American homebuilt aircraft

The Airmotive EOS 001 is an American homebuilt aircraft that was designed and produced by Airmotive Engineers of Pontiac, Michigan. The aircraft was supplied as a kit for amateur construction, but is no longer available.

==Design and development==
The aircraft features a cantilever low-wing, a single-seat, enclosed open cockpit under a bubble canopy, retractable tricycle landing gear and a single engine in tractor configuration.

The aircraft is made from bonded and pop riveted aluminum sheet and has a 26.0 ft span wing. Optimized for simplicity of construction, the design has no compound curves and requires no jigs or special tools. The standard engine intended to be supplied with the kit was the 55 hp two-stroke Hirth 2702 powerplant with a reduction gearbox that allowed the propeller to operate at lower tip speeds. This engine permits the EOS 001 to cruise at 187 mph and achieve a top level speed of 200 mph.
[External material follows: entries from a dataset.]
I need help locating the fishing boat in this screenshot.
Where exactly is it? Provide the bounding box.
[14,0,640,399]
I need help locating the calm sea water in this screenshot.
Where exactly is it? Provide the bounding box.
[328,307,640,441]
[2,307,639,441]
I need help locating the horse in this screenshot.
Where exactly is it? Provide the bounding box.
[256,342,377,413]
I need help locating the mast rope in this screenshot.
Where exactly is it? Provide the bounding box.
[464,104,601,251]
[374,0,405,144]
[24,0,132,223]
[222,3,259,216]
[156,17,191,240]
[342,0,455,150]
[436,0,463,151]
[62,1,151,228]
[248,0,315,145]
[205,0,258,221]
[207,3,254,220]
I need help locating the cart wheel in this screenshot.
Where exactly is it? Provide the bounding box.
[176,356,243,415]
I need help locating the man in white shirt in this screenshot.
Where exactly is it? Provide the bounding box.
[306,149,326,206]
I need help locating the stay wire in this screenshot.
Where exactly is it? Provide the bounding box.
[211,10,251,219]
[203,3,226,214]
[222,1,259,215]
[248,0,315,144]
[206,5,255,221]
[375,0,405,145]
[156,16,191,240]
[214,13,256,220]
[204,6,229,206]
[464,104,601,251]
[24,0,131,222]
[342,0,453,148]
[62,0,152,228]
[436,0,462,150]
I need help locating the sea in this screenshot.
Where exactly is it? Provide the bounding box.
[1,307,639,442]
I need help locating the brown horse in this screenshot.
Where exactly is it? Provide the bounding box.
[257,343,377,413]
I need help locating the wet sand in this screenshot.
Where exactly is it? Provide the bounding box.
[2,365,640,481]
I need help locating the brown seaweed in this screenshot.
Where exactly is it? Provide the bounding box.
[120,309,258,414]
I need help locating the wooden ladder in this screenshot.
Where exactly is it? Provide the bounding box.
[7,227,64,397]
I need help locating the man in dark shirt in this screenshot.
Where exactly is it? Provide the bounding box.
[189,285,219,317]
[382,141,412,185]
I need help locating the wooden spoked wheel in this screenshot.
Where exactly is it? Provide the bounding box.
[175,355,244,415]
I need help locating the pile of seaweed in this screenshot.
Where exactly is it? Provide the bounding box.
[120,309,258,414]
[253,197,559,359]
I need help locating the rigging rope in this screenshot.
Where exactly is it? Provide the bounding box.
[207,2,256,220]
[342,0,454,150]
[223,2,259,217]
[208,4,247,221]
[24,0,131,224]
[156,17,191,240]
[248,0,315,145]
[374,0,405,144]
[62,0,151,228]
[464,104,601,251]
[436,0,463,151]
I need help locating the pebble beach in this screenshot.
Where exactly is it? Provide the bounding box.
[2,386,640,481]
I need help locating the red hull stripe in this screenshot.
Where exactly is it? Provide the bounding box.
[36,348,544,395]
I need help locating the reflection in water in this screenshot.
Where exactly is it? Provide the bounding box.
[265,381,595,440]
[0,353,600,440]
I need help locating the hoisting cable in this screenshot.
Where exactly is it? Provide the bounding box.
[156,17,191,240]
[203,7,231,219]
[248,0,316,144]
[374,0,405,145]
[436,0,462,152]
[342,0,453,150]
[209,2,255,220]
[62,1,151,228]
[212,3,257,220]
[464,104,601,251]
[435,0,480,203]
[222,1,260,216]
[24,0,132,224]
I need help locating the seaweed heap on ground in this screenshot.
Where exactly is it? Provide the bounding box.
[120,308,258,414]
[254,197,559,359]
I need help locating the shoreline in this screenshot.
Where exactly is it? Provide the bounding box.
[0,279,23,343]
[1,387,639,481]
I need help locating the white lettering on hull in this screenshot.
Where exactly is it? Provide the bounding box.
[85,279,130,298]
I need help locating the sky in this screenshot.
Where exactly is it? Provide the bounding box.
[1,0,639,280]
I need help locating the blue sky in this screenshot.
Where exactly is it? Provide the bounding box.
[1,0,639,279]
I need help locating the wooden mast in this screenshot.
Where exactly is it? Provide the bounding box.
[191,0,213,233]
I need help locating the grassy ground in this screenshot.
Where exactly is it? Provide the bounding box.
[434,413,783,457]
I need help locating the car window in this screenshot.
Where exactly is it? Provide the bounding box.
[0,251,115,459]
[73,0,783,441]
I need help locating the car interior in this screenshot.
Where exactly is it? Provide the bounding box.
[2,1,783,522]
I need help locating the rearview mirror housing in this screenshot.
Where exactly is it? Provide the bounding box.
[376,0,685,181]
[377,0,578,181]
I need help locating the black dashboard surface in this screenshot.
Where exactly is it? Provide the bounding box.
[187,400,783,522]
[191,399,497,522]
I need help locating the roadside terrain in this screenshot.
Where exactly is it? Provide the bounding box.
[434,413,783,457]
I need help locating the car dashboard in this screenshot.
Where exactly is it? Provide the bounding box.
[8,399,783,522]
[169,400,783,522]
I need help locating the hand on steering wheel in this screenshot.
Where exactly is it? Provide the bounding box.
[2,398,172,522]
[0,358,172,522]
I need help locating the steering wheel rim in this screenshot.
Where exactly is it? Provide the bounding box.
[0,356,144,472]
The prototype was equipped with a Volkswagen air-cooled engine.

The aircraft has an empty weight of 320 lb and a gross weight of 750 lb, giving a useful load of 430 lb. With full fuel of 20 u.s.gal the payload is 310 lb.

In 1978 the claimed completion cost was US$2,000, not counting labor.

==Operational history==
The prototype EOS 001 was registered in the United States with the Federal Aviation Administration (FAA) in 1978.

By October 2013 two examples, including the prototype, had been at one time registered in the United States with the FAA, but both registrations were later canceled and it is likely that no examples of this type exist today.